If you have issues loading LoRA, try switching your SD3 base model to a different quantization type.
All-in-one
Since text encoders and VAE are the same across SD3 models, using all-in-one safetensors is not recommended due to large data duplication.
Unet/Transformer
Unet/Transformer component is a typical model fine-tune and is around 11GB in size
To load a Unet/Transformer safetensors file:
- Download
safetensorsorgguffile from desired source and place it inmodels/UNETfolder - Load model as usual and then
- Replace transformer with one in desired safetensors file using:
Settings -> Execution & Models -> UNet
Text Encoder
SD.Next allows changing optional text encoders on-the-fly.
Go to Settings -> Models -> Text encoder and select the desired text encoder.
T5 enhances text rendering and some details, but it is otherwise lightly used and optional.
Loading a lighter T5 can greatly reduce model resource usage, but may not be compatible with all offloading modes.
VAE
SD.Next allows changing the VAE used by SD3 on-the-fly.
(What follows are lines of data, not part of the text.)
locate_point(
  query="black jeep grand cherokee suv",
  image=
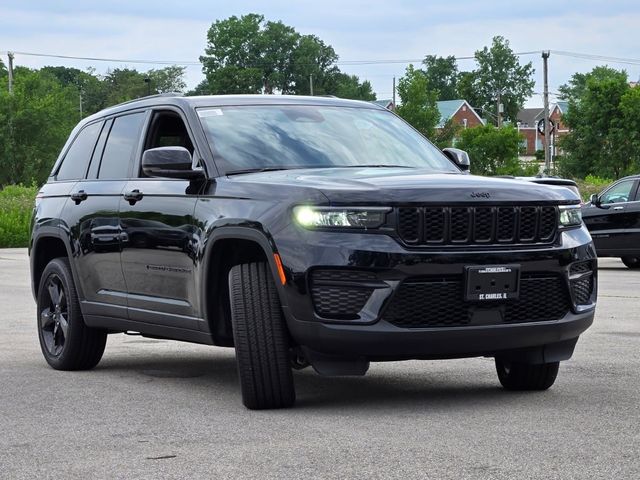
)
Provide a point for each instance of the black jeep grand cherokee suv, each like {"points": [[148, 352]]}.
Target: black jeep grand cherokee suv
{"points": [[301, 230]]}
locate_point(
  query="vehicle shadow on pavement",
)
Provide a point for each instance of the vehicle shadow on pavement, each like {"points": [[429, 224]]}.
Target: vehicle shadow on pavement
{"points": [[378, 389]]}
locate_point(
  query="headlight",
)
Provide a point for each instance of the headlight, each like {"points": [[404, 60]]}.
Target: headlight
{"points": [[340, 217], [570, 216]]}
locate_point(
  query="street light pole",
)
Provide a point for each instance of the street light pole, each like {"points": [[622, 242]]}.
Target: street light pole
{"points": [[10, 56], [547, 143]]}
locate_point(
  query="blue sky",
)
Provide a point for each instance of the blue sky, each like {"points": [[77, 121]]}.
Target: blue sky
{"points": [[358, 30]]}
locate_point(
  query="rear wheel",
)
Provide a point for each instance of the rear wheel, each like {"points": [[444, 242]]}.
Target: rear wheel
{"points": [[66, 342], [631, 262], [260, 336], [524, 376]]}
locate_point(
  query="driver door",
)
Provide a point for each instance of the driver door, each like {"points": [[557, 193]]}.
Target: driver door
{"points": [[614, 224]]}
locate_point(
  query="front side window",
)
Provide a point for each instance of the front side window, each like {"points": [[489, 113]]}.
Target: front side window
{"points": [[75, 162], [311, 136], [121, 146], [619, 193]]}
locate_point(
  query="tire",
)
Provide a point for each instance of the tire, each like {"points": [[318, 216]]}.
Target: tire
{"points": [[631, 262], [66, 342], [260, 337], [523, 376]]}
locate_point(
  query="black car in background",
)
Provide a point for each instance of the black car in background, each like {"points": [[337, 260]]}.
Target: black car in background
{"points": [[302, 231], [613, 218]]}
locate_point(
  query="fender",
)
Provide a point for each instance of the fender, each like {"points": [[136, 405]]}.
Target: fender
{"points": [[260, 237], [57, 233]]}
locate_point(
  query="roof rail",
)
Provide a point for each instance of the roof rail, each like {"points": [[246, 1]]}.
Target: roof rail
{"points": [[157, 95]]}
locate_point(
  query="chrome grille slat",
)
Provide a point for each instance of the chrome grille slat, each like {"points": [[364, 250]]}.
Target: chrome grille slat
{"points": [[477, 225]]}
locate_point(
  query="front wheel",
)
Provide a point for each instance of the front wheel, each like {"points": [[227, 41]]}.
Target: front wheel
{"points": [[66, 342], [631, 262], [524, 376], [260, 337]]}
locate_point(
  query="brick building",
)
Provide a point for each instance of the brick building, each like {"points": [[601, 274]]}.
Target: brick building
{"points": [[460, 112], [527, 123]]}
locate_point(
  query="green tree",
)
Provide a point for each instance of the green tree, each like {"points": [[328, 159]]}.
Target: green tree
{"points": [[442, 75], [349, 86], [493, 151], [167, 80], [418, 102], [600, 139], [87, 84], [449, 132], [36, 120], [499, 72], [250, 55], [312, 57], [232, 63], [630, 125]]}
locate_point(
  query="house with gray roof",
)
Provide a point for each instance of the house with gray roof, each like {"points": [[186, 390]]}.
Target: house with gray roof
{"points": [[460, 112]]}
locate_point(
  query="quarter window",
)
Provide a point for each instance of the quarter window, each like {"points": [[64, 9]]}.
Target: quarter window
{"points": [[121, 146], [619, 193], [75, 162]]}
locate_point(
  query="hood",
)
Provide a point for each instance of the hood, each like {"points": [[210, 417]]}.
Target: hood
{"points": [[408, 185]]}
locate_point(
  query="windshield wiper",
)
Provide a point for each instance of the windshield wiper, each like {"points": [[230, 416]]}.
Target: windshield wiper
{"points": [[257, 170], [298, 167], [372, 166]]}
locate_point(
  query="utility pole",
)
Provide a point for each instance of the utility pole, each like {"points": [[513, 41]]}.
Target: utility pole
{"points": [[10, 55], [547, 143], [394, 93]]}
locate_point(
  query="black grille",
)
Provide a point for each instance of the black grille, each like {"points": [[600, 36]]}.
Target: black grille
{"points": [[439, 302], [477, 225], [342, 275], [582, 284], [339, 302], [334, 297]]}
There are no alternative VAE models released, so this setting is mostly for future use.
Tip
To enable image previews during generate, set Settings -> Live Preview -> Method to TAESD**
To further speed up generation, you can disable "full quality" which triggers use of TAESD instead of full VAE to decode final image
Scheduler
Due to the specifics of flow-matching methods, the number of steps also has a strong influence on image composition, not just on how the image is resolved.